Pour elle, Miller va abandonner femme et enfant…
Béatrice, et leur fille Barbara, que Miller quitte sans vraiment les quitter. Même quand il est avec June, parfois il retourne les voir… June est jalouse de l’épouse, mais elle l’encourage à s’occuper de sa fille. Pourquoi n’a-t-elle pas eu d’enfant elle-même, c’est un mystère. Anaïs Nin, en revanche, va avorter. Le récit qu’elle en fait est l’un des passages les plus insoutenables de son journal. Mais elle ne sait pas vraiment de qui est l’enfant, de son mari, de Henry, ou d’autres amants…

June cache ses origines, pourquoi ?
Elle est née en Roumanie, dans une famille juive, l’antisémitisme est terrible à vivre dans les années 1920. Elle aime beaucoup son père, qui est infirme, mais refuse de reconnaître sa mère, dure et alcoolique. Elle va jusqu’à prétendre que c’est une voisine, ou sa tante. Elle raconte qu’elle est née en Bohême, c’est beaucoup plus romanesque. Comme elle se rêve actrice… Elle a bien fait un peu de théâtre, mais sans lendemain. Henry va mener son enquête et découvrir la vérité. June a fait une fugue, à 16 ans, elle a subi un viol. Depuis, elle revient ponctuellement à la maison, soutenir les siens. Ses trois frères ne font pas grand-chose. Alors elle multiplie les petits boulots pour les faire vivre, payer les dettes. Cela durera des années. Elle est extrêmement généreuse.
Henry et June tirent pourtant le diable par la queue…
Très vite, ils vont vivre ensemble, et ils se marient. C’est important pour elle de devenir Madame Miller. Ils déménagent sans arrêt, de chambres de bonne en logis infâmes, parfois hébergés chez un ami. Ils appellent l’un de leur sous-sol "Blattes Palace". Sept ans de misère. Ils vendent de la lingerie, des bonbons, des gravures dessinées par Henry, il a un réel talent. Ils créent même un bar clandestin, en pleine prohibition. Quand c’est trop difficile, elle retourne au dancing…
"June est solide", dit Miller. Est-il égoïste ?
Clairement. Elle travaille dans les cabarets comme entraîneuse, et parfois elle a recours à des protecteurs. Il sait d’où vient l’argent, mais il n’en parle pas. Ce n’est pas un proxénète, il ne l’encourage pas, mais il se satisfait de cet accord. Et puis c’est elle qui a décidé qu’il devait s’arrêter de travailler pour se consacrer à l’écriture. Elle assume.

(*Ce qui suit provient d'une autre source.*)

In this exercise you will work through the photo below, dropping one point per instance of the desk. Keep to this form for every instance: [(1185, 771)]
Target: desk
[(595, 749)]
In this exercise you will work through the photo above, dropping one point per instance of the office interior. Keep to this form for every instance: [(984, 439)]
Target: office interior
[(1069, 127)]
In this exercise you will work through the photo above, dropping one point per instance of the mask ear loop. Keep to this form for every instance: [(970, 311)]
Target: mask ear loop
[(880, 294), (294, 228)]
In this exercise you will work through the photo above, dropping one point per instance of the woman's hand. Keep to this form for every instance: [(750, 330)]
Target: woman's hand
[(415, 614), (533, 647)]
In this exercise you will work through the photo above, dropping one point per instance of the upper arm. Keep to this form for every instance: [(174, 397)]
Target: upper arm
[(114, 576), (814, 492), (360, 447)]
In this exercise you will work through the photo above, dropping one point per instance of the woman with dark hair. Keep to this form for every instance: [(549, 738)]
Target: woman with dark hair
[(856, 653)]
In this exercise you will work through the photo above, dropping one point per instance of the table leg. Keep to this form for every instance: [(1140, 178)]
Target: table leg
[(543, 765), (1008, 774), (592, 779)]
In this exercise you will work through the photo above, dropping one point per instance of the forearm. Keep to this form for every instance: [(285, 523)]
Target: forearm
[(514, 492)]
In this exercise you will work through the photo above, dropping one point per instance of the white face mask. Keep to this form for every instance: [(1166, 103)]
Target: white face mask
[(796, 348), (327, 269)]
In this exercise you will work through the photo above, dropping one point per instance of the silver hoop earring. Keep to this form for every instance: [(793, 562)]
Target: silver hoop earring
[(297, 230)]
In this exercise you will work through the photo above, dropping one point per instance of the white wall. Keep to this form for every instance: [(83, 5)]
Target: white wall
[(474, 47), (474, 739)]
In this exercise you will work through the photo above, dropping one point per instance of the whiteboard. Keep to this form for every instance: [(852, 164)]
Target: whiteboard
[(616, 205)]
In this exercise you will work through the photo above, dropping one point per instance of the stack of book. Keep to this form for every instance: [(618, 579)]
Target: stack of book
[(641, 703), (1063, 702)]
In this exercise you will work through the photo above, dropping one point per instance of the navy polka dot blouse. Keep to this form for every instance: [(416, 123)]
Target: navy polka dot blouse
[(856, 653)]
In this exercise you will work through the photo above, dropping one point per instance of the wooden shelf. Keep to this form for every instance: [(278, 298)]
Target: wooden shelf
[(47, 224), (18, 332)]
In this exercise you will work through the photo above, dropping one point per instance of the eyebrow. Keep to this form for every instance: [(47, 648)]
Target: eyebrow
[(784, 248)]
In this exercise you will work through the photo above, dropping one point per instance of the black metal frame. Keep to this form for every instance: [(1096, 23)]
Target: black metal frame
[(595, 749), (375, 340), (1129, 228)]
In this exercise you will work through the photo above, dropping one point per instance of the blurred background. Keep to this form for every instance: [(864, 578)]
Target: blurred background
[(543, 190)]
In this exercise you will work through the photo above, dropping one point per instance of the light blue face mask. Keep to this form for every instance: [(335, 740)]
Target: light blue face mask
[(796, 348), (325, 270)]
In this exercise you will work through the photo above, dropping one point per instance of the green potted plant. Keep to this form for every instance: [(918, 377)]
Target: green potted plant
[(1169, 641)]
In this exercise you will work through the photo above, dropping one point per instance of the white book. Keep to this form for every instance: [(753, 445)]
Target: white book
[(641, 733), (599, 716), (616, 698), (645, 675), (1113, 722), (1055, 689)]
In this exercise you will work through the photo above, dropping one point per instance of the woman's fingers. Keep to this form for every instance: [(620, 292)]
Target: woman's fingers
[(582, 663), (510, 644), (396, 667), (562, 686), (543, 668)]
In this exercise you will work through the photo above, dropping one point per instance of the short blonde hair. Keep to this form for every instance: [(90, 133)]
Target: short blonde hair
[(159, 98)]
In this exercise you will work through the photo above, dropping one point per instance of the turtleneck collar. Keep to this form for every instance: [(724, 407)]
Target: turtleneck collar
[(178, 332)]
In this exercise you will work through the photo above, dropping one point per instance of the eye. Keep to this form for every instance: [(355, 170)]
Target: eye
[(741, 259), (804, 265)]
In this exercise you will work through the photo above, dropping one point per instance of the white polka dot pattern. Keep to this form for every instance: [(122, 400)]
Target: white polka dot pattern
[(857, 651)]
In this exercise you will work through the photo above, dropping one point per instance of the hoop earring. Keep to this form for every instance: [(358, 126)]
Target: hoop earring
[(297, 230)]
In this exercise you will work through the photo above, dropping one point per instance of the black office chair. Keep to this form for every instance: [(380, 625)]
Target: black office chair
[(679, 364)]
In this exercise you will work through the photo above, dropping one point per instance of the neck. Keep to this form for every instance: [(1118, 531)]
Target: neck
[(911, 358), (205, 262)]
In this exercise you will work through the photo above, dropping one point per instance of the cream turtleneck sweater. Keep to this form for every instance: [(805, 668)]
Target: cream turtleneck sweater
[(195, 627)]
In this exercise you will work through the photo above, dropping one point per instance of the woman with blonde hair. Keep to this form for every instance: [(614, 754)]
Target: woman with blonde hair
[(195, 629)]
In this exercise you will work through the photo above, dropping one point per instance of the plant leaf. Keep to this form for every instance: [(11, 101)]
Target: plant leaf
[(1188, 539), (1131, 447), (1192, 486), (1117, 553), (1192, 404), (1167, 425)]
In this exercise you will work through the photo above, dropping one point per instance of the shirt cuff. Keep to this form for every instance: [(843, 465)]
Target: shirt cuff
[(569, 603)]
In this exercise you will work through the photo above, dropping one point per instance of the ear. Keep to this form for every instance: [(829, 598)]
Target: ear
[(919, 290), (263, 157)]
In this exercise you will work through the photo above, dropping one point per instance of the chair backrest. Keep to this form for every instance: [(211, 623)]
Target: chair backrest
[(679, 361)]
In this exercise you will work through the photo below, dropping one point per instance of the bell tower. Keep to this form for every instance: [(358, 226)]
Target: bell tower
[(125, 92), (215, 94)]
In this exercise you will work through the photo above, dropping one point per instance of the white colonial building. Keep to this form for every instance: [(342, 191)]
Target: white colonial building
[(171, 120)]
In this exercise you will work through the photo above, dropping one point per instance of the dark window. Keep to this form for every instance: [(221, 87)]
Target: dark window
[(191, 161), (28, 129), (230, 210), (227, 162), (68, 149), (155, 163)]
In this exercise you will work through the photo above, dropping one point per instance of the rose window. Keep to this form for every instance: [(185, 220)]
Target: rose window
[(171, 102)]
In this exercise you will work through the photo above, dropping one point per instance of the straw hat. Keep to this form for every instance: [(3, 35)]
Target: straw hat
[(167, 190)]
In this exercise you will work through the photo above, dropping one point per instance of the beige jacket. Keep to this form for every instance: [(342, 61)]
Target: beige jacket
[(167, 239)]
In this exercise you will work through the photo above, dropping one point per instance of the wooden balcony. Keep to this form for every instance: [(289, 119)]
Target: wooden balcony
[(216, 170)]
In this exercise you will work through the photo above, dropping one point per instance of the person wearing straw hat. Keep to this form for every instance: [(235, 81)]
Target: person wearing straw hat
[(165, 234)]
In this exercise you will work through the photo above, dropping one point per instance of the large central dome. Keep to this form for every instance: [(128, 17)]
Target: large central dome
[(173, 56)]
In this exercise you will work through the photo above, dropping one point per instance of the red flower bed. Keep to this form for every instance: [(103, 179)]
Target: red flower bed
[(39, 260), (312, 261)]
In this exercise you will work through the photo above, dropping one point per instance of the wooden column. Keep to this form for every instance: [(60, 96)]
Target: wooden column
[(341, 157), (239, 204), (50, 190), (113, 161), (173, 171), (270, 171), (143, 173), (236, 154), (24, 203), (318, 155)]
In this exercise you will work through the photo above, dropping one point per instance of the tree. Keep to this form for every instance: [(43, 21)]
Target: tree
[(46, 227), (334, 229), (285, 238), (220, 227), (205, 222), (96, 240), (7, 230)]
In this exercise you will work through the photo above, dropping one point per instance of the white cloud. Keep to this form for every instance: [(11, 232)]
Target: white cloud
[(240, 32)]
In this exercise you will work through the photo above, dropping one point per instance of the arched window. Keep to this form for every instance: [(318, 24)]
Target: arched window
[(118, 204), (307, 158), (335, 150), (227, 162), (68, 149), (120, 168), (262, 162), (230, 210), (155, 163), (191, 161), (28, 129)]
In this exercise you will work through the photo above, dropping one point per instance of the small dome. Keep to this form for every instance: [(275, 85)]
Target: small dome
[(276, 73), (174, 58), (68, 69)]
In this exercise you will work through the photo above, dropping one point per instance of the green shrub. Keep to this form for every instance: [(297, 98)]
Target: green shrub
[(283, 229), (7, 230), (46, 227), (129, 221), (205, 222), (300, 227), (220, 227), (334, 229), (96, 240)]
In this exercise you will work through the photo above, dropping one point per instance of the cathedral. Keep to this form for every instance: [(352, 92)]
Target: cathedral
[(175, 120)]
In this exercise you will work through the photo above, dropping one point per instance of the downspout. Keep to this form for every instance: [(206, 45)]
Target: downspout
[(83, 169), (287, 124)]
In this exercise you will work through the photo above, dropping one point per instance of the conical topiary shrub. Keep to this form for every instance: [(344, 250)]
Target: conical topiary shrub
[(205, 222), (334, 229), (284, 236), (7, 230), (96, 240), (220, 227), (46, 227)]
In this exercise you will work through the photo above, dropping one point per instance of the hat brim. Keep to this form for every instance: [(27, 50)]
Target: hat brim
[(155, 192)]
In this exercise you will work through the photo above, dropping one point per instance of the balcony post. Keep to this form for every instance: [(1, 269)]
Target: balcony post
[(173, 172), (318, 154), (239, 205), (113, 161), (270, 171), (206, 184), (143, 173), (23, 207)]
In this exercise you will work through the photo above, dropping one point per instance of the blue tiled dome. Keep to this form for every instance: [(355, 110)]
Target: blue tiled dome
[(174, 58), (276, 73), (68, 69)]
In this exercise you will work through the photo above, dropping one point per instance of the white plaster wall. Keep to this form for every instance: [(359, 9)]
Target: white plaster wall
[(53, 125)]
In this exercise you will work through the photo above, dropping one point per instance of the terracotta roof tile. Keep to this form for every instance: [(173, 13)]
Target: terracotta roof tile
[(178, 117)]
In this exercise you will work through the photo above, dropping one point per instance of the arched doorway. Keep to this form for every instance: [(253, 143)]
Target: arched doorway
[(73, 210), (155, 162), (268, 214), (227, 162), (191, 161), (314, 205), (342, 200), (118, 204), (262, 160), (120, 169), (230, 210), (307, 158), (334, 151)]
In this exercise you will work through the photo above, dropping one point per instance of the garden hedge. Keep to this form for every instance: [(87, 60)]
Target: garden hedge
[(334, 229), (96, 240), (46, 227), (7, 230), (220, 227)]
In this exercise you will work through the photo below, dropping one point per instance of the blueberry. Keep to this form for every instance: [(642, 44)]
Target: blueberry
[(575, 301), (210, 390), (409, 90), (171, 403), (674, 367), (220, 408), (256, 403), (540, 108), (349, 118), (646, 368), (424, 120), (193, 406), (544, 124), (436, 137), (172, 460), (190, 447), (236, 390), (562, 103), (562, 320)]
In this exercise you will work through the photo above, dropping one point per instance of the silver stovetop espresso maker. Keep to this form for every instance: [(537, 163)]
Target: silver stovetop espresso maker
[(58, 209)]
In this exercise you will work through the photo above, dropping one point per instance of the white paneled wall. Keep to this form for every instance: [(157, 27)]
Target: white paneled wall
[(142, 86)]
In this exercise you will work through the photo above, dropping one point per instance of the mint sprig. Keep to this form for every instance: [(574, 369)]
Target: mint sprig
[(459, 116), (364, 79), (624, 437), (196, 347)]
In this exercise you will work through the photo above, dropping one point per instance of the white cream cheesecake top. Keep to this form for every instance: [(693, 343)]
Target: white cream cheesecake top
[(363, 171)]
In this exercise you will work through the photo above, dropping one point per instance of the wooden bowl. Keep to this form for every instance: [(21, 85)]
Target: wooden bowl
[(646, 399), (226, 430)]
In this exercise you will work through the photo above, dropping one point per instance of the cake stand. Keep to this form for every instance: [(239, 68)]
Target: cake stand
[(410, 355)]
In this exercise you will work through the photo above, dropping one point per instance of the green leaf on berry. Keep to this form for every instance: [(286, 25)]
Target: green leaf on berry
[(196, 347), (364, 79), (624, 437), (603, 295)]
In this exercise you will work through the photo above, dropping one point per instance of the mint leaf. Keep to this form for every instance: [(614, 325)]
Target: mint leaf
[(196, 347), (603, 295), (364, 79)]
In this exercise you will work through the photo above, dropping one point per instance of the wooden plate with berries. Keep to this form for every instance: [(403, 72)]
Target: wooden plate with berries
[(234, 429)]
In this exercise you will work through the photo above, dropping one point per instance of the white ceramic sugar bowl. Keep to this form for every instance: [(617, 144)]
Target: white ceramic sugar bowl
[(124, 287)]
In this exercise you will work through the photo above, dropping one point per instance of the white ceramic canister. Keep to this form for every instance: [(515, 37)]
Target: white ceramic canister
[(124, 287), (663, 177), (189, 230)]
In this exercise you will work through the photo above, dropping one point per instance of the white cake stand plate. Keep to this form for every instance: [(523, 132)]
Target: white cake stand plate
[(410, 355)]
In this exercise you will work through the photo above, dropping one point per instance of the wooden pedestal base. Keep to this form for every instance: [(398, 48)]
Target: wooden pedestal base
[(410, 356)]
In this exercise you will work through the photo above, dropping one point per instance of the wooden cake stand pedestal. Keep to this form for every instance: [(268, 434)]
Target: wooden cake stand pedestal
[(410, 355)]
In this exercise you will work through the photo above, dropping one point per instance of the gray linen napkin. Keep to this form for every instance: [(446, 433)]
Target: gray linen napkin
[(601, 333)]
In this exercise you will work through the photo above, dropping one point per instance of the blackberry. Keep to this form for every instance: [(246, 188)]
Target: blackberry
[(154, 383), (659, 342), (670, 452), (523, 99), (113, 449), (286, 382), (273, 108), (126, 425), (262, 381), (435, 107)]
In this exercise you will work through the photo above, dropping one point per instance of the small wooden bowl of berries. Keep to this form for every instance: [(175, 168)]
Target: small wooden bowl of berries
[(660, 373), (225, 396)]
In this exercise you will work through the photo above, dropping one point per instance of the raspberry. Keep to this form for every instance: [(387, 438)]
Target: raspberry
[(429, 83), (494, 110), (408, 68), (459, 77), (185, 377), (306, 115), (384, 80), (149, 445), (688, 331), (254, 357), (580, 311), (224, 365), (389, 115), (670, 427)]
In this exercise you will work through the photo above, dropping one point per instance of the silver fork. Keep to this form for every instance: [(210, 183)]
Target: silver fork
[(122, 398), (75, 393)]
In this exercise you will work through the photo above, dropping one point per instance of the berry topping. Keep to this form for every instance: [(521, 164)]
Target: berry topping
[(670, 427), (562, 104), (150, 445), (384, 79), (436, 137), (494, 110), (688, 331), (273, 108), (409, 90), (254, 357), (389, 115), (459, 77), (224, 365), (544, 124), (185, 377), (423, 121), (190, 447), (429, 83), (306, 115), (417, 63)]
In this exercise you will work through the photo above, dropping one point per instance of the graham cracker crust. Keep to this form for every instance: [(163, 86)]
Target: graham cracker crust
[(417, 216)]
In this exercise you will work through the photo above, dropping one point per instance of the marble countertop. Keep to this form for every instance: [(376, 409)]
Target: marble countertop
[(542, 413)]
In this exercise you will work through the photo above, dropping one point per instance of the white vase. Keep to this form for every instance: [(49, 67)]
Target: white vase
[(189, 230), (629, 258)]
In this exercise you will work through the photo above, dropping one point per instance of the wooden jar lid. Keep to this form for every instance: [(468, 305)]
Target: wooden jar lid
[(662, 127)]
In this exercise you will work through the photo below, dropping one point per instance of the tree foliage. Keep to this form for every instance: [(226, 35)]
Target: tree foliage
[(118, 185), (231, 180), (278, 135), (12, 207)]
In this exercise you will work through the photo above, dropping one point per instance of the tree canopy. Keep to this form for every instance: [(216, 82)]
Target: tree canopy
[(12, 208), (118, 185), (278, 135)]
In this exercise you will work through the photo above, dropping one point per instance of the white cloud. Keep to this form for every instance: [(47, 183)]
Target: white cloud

Quand Jane Kronski, la sculptrice, débarque dans leur vie, devient-il jaloux ?
Son prénom est Jean, en fait. C’est une femme plutôt sympathique. Ils vivent alors dans un loft peinturluré, avec des fresques partout. Une ambiance punk. Les filles fument du haschisch, flirtent un peu, mais ça ne va pas très loin. June n’est pas une femme à femmes, elle a juste besoin d’une confidente. Mais Henry ne comprend pas ce qui se passe. Jane l’agace. Elle a fabriqué une marionnette à son effigie et les filles se moquent de lui. Elles font une fugue à Paris, et finalement, comme elles n’ont pas d’argent, c’est Henry qui paye le voyage. Elles découvrent Montparnasse, Saint-Germain-des-Prés où elles croisent Hemingway. Mais ça se passe très mal finalement. June a suivi un Autrichien à Vienne, où elle a vécu enfant. Quand elle revient à Paris, Jane a disparu, elle dit qu’elle est partie en Afrique. June apprendra plus tard qu’elle s’est suicidée.
Elle retrouve Henry à son retour à New York ?
Oui et elle lui raconte tout, elle est emballée par Paris. C’est le récit de June qui va donner à Henry le désir de découvrir la France. En 1929, au moment où la Bourse s’effondre, ils font leur premier voyage. Un mois à Paris, à l’hôtel rue Bonaparte, il peint et il écrit tout. Cela donnera ses carnets parisiens Printemps noir. Puis ils vont découvrir l’Autriche, la Roumanie, l’Allemagne. Ils rentrent sans un rond, en pleine crise. Elle le pousse à repartir pour Paris, ce qu’il fait en 1930.
De quoi vit-il ?
Il écrit quelques articles et il attend l’argent que June lui envoie en traveller’s cheque, à l’American Express. Il change douze fois d’hôtel jusqu’à ce qu’un ami avocat, Richard Osborne, lui propose de s’installer chez lui. C’est Osborne qui lui présente Anaïs Nin.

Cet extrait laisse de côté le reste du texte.